In 2020, Neffe published his second novel, Das Ding. Der Tag, an dem ich Donald Trump bestahl (The Thing. Or: The Day I Stole from Donald Trump).

„Das Ding. Der Tag, an dem ich Donald Trump bestahl“. Die Fachzeitschrift BuchMarkt bezeichnete das Buch als „Der beste politische Roman des Jahres“
Neffe lives in Berlin. His wife Hania Luczak is also a writer.

== Works ==
- Evidence for an early degradative event to the insulin molecule following binding to hepatocyte receptors; S. M. Juul, R. H. Jones, J. L. Evans, J. Neffe, P. H. Sönksen, D. Brandenburg; Biochim. Biophys. Acta 856, 310-319 (1986)
- Demonstration that the insulin receptor undergoes an early structural modification following insulin binding; S. M. Juul, J. Neffe, J. L. Evans, R. H. Jones, P. H. Sönksen, D. Brandenburg; Biochim. Biophys. Acta 856, 320-324 (1986)
- Irgendwann habe ich einen ganz starken Willen entwickelt. In: Charlotte Kerner: Nicht nur Madame Curie – Frauen, die den Nobelpreis bekamen. Beltz Verlag, Weinheim/ Basel 1999, ISBN 3-407-80862-3.

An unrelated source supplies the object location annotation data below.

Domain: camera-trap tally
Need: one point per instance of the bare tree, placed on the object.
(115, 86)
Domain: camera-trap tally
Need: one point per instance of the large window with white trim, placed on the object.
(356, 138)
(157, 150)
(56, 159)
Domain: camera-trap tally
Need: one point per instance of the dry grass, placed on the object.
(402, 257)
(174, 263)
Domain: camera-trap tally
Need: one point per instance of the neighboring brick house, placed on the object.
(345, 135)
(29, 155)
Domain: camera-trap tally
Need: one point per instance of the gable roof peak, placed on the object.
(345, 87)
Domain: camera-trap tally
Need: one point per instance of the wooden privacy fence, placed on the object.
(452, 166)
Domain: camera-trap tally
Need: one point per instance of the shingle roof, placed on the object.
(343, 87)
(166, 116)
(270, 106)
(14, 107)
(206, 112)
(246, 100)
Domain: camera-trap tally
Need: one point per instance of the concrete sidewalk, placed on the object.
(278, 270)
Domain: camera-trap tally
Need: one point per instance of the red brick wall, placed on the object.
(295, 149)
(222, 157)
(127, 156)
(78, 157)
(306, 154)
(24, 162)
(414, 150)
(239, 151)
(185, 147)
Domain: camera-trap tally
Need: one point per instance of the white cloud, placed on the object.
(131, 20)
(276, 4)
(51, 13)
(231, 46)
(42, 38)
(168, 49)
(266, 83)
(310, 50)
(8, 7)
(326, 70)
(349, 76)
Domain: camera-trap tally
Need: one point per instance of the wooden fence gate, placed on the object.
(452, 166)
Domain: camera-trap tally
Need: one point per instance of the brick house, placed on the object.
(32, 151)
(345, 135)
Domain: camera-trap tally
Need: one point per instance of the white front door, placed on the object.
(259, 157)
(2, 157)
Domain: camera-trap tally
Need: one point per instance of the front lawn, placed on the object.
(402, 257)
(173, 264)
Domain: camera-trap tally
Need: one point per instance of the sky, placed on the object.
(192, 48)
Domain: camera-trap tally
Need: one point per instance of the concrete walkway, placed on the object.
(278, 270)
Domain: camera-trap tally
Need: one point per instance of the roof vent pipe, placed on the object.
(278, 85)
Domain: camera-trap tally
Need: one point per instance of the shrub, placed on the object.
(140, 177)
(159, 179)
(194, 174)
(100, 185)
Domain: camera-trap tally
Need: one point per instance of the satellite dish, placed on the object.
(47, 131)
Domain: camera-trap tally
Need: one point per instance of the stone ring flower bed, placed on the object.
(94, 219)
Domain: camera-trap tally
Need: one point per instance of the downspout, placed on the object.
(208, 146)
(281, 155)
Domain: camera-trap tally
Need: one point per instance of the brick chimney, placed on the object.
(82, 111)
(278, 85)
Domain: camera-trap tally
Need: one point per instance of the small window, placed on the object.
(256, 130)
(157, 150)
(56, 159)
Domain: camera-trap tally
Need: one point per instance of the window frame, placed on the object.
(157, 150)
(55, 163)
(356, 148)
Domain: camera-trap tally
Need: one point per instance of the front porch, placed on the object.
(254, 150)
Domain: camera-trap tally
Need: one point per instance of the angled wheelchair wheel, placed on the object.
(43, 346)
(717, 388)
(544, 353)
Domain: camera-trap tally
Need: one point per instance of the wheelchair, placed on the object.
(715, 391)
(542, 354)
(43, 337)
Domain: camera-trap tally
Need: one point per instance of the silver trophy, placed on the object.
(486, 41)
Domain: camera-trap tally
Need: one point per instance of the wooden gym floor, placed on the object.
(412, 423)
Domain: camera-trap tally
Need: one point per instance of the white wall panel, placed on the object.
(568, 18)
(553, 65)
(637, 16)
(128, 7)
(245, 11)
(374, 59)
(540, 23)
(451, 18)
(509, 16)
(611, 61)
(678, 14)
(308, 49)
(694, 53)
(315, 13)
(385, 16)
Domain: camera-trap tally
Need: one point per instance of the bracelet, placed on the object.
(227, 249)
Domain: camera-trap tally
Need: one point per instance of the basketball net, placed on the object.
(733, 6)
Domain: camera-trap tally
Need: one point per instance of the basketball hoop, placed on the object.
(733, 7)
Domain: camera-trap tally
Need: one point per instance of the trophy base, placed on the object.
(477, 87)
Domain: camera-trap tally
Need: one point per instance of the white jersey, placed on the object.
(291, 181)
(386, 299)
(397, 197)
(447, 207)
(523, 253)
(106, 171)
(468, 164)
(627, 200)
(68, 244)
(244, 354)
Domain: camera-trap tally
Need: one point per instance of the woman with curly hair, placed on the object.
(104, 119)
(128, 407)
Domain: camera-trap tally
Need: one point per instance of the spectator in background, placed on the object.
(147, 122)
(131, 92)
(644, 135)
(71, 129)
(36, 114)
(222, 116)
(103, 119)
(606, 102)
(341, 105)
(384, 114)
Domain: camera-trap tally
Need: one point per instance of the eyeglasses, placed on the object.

- Vorbild Einstein - Gedanken zu Wissenschaftspopularisierung und Technikskepsis. In: Frank-Walter Steinmeier, Matthias Machnig (HG.): Made in Germany '21. Hoffmann und Campe, Hamburg 2004, ISBN 3-455-10417-7
- Einstein – eine Biographie. Rowohlt, Reinbek bei Hamburg 2005, ISBN 3-499-61937-7
- EINSTEIN - A Biography. Farrar, Straus and Giroux, New York 2007, Translated by Shelley Frisch, ISBN 978-3-7414-6640-3
- EINSTEIN - A Biography. Polity Press, London 2007, Translated by Shelley Frisch, ISBN 978-0-7456-4220-8
- Darwin. Das Abenteuer des Lebens. C. Bertelsmann, München 2008, ISBN 978-3-570-01091-4.
- Mehr als wir sind. C. Bertelsmann, München 2014, ISBN 978-3-570-10205-3
- Marx. Der Unvollendete. C. Bertelsmann, München 2017, ISBN 978-3-570-10273-2
- Das Ding. Der Tag, an dem ich Donald Trump bestahl. Europa Verlag, München 2020, ISBN 978-3-958-90340-1.